Sometimes tongue-tie may not cause problems. Some cases may require a simple surgical procedure for correction.
The piece of tissue behind your upper lip is called the frenulum. When these membranes are too thick or too stiff, they can keep the upper lip from moving freely. This condition is called a lip tie.
Lip tie has not been studied as much as tongue tie, but treatments for lip ties and tongue ties are very similar. Tongue tie with lip tie can make breastfeeding difficult for babies, and in some cases, cause babies to have trouble gaining weight.
Lip tie isn't dangerous for babies, as long as they're gaining weight according to their pediatrician's guidelines. But lip tie, once diagnosed, is easy to correct.
Treatment of tongue-tie/lip-tie in an infant is simple, fast, and can easily be performed in our office.
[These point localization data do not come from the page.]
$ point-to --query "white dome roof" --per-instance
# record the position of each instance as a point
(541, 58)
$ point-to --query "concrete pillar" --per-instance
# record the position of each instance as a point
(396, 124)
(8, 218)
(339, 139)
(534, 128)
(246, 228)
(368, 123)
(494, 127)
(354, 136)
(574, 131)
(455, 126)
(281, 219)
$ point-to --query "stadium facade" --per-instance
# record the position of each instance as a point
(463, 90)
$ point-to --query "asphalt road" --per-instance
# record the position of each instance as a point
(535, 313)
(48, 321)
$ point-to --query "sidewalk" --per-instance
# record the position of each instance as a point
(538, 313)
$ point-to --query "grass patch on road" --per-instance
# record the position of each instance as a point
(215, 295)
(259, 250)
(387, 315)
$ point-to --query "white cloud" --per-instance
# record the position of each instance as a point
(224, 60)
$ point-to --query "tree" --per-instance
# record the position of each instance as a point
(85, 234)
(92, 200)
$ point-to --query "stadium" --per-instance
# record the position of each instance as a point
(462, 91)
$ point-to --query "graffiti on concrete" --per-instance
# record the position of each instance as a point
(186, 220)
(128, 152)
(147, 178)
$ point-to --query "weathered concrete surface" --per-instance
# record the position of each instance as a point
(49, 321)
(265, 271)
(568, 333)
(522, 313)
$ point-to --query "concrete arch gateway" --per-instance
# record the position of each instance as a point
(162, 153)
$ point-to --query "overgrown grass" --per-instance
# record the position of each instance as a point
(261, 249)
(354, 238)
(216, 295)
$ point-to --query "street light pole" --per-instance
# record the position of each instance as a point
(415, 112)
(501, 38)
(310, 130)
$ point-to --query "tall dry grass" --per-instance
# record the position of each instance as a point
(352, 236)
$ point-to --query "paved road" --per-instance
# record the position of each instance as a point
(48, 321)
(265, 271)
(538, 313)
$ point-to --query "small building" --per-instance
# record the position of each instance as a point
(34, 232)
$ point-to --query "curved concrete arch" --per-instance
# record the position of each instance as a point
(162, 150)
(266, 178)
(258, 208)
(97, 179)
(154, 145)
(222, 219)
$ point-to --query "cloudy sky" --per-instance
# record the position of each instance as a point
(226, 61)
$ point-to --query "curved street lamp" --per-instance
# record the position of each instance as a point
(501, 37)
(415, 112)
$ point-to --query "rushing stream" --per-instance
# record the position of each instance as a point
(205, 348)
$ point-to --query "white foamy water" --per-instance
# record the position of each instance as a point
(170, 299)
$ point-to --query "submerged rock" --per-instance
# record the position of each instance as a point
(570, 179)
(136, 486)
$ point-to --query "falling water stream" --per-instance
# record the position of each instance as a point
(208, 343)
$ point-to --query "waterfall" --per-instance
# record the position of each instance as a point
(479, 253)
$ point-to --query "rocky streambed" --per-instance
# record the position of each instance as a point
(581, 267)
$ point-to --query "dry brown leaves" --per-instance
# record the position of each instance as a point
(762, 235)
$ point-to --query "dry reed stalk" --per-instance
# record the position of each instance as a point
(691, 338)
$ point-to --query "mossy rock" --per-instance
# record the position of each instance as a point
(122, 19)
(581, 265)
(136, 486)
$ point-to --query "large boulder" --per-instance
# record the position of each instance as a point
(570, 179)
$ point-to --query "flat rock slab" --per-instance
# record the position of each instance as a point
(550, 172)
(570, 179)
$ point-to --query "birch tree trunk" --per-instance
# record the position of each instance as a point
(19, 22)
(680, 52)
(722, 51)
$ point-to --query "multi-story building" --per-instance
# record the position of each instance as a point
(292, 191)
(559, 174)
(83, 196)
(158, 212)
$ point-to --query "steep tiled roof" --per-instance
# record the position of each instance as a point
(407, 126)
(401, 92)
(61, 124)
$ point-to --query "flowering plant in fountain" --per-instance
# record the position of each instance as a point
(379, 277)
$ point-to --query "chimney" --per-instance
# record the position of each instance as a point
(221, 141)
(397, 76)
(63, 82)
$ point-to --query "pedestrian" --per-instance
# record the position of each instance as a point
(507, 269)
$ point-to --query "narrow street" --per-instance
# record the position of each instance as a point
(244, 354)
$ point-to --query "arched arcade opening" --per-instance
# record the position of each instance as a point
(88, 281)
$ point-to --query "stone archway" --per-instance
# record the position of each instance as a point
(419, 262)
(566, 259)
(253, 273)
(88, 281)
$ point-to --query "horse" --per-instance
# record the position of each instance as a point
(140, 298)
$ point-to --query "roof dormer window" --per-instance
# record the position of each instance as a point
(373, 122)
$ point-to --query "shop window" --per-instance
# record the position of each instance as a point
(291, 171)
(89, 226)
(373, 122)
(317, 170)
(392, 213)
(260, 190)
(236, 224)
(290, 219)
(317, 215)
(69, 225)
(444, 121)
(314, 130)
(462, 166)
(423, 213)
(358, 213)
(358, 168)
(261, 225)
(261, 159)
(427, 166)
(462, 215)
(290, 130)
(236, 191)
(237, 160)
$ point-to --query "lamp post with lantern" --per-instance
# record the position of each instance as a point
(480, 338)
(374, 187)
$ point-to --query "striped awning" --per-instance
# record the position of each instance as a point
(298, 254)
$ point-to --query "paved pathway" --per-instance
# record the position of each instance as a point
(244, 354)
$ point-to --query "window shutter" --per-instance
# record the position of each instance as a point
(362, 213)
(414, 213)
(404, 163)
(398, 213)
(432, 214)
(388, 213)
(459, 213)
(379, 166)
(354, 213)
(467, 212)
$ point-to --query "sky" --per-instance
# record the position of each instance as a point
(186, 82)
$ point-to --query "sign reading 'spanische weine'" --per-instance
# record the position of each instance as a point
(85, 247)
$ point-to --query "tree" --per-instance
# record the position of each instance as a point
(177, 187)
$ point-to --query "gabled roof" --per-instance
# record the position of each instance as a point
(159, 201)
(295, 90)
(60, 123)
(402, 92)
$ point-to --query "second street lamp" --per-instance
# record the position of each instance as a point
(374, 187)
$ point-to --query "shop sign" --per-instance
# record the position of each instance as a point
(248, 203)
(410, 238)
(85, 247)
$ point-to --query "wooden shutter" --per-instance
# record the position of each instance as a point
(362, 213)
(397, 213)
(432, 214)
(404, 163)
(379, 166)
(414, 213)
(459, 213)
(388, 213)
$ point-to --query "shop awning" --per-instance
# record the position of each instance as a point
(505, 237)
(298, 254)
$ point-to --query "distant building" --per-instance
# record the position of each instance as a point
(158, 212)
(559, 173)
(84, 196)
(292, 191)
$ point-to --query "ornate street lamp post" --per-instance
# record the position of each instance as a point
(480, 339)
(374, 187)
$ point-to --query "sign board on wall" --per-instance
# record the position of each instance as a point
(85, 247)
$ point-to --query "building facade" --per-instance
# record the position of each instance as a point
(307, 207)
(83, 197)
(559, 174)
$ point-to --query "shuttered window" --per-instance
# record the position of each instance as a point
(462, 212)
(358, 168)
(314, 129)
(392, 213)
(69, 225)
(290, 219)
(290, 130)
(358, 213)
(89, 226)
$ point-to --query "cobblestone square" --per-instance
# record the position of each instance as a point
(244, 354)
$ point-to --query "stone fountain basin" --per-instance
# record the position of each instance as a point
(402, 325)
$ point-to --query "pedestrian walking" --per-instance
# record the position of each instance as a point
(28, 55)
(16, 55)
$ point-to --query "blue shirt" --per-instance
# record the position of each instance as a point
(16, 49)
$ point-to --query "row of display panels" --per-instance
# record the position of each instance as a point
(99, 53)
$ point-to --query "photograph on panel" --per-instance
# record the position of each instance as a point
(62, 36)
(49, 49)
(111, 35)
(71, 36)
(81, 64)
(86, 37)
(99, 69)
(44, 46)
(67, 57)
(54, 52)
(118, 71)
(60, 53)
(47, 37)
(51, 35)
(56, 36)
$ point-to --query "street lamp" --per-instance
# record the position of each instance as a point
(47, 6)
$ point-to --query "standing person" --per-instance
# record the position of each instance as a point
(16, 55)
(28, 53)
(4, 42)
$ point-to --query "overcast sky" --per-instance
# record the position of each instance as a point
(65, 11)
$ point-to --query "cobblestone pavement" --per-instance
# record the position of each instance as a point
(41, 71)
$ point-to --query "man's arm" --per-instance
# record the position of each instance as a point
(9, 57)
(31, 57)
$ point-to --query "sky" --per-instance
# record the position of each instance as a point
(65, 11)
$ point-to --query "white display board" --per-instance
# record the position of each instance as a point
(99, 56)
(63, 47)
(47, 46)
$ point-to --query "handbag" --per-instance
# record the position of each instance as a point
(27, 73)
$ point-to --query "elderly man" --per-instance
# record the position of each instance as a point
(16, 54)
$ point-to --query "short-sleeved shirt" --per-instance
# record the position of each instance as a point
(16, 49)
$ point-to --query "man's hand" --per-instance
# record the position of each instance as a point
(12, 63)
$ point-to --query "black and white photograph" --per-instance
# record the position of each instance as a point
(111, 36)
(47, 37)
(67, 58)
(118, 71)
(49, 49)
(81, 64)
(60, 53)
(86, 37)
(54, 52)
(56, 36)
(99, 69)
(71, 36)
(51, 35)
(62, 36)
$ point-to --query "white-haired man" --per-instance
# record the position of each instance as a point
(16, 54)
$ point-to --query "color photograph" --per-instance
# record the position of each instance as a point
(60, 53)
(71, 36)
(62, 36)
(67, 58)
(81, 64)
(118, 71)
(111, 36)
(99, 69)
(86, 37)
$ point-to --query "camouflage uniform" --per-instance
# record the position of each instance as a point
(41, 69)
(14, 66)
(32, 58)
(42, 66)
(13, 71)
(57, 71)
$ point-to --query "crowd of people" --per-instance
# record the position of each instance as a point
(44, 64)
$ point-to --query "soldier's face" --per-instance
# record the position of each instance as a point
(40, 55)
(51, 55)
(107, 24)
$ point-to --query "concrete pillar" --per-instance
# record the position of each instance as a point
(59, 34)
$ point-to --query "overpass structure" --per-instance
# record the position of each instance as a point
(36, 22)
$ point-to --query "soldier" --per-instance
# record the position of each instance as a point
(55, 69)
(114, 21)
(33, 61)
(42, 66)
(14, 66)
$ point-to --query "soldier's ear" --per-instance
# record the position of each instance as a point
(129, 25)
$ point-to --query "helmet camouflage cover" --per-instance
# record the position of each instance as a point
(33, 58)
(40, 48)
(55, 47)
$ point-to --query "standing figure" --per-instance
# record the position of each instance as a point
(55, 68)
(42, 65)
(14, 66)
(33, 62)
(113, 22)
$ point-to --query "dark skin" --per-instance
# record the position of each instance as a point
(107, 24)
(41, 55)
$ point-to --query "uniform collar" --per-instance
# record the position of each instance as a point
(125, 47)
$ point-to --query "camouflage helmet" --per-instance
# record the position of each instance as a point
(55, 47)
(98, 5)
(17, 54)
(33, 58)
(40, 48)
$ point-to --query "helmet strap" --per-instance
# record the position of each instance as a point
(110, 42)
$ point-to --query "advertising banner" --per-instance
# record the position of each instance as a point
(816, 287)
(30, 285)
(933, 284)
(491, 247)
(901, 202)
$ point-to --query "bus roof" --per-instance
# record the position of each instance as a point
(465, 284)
The baby is swaddled and the tongue is gently lifted up using fingers or a special instrument. The frenulum is then quickly snipped with sterile scissors or a laser. The tongue is then again gently lifted to ensure the frenulum has been completely clipped. The entire procedure takes less than 15 seconds and does not require anesthesia. The frenulum is very thin and has few nerves, meaning there is very little pain associated with the procedure. Baby can breastfeed immediately after the procedure, and mothers often notice improvement with the first feed.